If you have a related question, please click the "Ask a related question" button in the top right corner. The newly created question will be automatically linked to this question.

Data Binning...

All:

I need to optimize a  for()  loop for the C5505...I have a raw buffer that needs to be dealt into 3 bins...

for (i=0;i<1000;i++)

{

      j = 3*i;

      buff1[i] = rawbuff[j];

      buff2[i] = rawbuff[j+1];

      buff3[i] = rawbuff[j+2];

}

I tried to make i & j global instead of local - no better results.

If I went from 1000 to 0, instead of 0 to 1000, would that be more optimal?

Would a do-while work better than the for()?

If I created a structure that had buff1, buff2, buff3, could that be made to work better than 3 independent buffers?

I can examine the resulting assembly, and create an optimized assembly routine, but I would rather not.

 

  • All:

    I just realized that the C55x has a repeat block assembly instruction.

    It could be that the main part of an assembly solution could be something like

    Repeat Block 3000 times.

        Move RawBuffer Value to ACC... with autoincrement of buffer pointer.

        Move ACC to BinX or Y or Z...with autoincrement.

    End Repeat.

     

    Does anyone have a snippet of code that does this?

     

  • Are you using the optimizer?  What is the type of the elements in the buffers?

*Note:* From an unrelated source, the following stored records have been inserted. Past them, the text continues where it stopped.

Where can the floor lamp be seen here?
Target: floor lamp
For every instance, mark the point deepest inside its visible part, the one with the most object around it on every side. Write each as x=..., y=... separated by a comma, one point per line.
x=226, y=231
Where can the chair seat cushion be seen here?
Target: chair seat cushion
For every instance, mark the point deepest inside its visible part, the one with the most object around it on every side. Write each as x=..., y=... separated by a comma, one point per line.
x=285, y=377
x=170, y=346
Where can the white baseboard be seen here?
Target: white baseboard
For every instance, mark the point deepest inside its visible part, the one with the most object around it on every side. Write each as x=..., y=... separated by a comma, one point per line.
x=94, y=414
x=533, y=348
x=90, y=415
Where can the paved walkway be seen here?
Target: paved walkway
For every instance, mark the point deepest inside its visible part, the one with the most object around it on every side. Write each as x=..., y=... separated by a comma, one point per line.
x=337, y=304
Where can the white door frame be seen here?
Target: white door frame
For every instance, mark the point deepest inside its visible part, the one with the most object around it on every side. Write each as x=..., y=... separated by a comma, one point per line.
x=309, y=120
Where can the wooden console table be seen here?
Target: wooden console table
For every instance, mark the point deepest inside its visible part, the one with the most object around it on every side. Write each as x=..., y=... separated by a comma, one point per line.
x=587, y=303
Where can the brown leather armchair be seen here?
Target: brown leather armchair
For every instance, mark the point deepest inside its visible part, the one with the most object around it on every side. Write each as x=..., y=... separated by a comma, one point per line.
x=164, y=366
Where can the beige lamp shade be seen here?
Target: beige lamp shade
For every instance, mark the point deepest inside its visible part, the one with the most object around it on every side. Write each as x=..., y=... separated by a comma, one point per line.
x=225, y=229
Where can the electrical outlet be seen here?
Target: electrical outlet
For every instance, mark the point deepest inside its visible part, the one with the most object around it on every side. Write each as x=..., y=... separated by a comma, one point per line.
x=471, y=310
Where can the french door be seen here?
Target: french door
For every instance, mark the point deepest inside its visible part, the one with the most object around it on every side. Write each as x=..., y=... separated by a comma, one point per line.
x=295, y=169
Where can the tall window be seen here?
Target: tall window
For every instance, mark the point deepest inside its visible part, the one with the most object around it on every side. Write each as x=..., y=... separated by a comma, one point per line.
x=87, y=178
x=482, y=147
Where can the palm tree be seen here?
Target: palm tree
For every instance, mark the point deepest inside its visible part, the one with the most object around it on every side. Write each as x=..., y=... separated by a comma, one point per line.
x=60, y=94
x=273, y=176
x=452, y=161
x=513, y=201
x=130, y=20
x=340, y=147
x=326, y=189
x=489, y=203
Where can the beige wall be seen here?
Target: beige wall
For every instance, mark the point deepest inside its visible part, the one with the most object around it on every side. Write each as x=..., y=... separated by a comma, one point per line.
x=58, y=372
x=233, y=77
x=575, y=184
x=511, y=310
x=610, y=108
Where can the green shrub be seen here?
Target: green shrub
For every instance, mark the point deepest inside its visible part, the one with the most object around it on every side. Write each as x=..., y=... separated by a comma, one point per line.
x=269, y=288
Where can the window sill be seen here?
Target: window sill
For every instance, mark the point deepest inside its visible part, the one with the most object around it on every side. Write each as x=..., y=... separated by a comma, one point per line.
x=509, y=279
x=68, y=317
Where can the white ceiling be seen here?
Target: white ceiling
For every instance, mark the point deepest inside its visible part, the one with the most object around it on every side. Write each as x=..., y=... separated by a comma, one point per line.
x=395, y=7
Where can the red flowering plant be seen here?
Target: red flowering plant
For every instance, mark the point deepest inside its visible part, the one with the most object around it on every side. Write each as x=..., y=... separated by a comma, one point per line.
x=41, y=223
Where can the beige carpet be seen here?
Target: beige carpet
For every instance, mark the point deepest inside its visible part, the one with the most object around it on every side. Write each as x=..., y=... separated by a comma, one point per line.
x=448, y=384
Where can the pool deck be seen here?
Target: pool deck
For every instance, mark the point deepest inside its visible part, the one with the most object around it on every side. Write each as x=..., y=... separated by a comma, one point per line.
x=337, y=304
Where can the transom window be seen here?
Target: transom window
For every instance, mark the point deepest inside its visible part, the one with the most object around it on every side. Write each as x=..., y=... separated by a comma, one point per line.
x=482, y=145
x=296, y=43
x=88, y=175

    The compiler gets pretty good (but not perfect) results for int-sized elements.  It can do the auto-increment optimization without assistance.  Try this:

    /* cl55 -O2 deal.c */
    void deal(int buff1[], int buff2[], int buff3[], int rawbuff[restrict])
    {
        int i, j;
    
        for (i=0;i<1000;i++)
        {
            j = 3*i;
            buff1[i] = rawbuff[j];
            buff2[i] = rawbuff[j+1];
            buff3[i] = rawbuff[j+2];
        }
    }
    
  • The following loop would be faster than yours:

    for (i = 1000; i != 0; i--)

    {

        *buff1++ = *rawbuff++;

        *buff2++ = *rawbuff++;

        *buff3++ = *rawbuff++;


    }

    You can also double the speed by rewriting this loop in assembly code

  • All:

    Thanks for the input - looks like I can do it with a specific assembly routine - inside of my loop, it is 3 instructions, very similar to your solution Cong!

    I found that the RPTBLOCAL can be used with the following 3 instructions - simulated to some degree...

    One other caviat - turns out that my raw buffer is 32 bits wide and I need to copy the upper  16 bits to each of 3 bins.

    My repeat code looks like this:

    RPTBLOCAL  END_RPT

       mov    *(AR4+T0), *AR1+   ; Move value from raw buffer to bin 1.

       mov    *(AR4+T0), *AR2+   ; Move value from raw buffer to bin 2.

       mov    *(AR4+T0), *AR3+   ; Move value from raw buffer to bin 3.

    END_RPT:

    Thanks again for the input...